7.4 改正点4:保険料・年金額計算における賃金上限の引き上げ
厚生年金などの保険料や年金額の計算に用いられる賃金の上限(※1)が、「月65万円から75万円」へ段階的に引き上げられます(※2)。これにより、従来よりも現役時代の賃金に見合った年金を受給できるようになります。
※1 標準報酬月額:厚生年金や健康保険の保険料、年金額を計算するために、月々の報酬と賞与を一定の幅で区切った基準額のこと
※2 2027年9月から68万円、2028年9月から71万円、2029年9月から75万円に引き上げ
8. 老後は「公的年金だけ」ではなく、他の収入や貯蓄も考えよう
今回は、公的年金制度の仕組みと、年代別の平均的な年金受給額について解説しました。
2025年度の公的年金が増額ですが、物価の上昇ペースがそれを上回っているため、実質的には年金の価値が目減りしています。日本では少子高齢化が進行し、現役世代が高齢者世代を支えるという仕組みの持続可能性も課題の一つと考えられます。

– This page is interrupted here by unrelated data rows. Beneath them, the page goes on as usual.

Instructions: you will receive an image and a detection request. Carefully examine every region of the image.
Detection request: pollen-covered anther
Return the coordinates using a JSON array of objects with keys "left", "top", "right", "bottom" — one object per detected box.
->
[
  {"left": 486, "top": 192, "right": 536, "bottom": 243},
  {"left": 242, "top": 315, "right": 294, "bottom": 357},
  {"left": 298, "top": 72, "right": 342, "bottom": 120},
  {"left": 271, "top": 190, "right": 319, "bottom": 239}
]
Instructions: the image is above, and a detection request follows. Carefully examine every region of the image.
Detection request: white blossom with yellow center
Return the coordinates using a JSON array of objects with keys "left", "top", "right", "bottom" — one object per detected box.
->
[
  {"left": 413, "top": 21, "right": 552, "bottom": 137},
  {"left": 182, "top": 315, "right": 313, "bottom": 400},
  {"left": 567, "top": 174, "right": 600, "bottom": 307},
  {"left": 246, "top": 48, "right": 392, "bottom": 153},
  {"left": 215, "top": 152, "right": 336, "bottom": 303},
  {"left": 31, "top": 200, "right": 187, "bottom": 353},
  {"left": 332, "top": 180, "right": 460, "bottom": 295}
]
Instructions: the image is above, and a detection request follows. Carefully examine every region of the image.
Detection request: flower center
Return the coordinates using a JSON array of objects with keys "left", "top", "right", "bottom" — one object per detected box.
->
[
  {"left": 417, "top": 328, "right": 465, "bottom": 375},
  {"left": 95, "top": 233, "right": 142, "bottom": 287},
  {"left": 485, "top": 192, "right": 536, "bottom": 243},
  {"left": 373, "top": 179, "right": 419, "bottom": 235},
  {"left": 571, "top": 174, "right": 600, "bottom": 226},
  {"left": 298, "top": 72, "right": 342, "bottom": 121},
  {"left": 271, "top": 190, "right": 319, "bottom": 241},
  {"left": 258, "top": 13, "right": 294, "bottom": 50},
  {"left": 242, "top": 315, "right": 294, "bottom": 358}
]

このような状況を踏まえると、老後の生活を公的年金だけに頼るのではなく、自分自身でも資産形成などの備えを進めていくことが、これまで以上に重要になると言えるでしょう。
いつまで働くか、働き続ける場合どのような働き方をするかなど、早めに考えたいですね。また、公的年金以外の備えも意識したいところです。
将来の安心のために、早い段階から準備を始めることが大切です。安定した老後を迎えるために、今からできることを見直してみてはいかがでしょうか。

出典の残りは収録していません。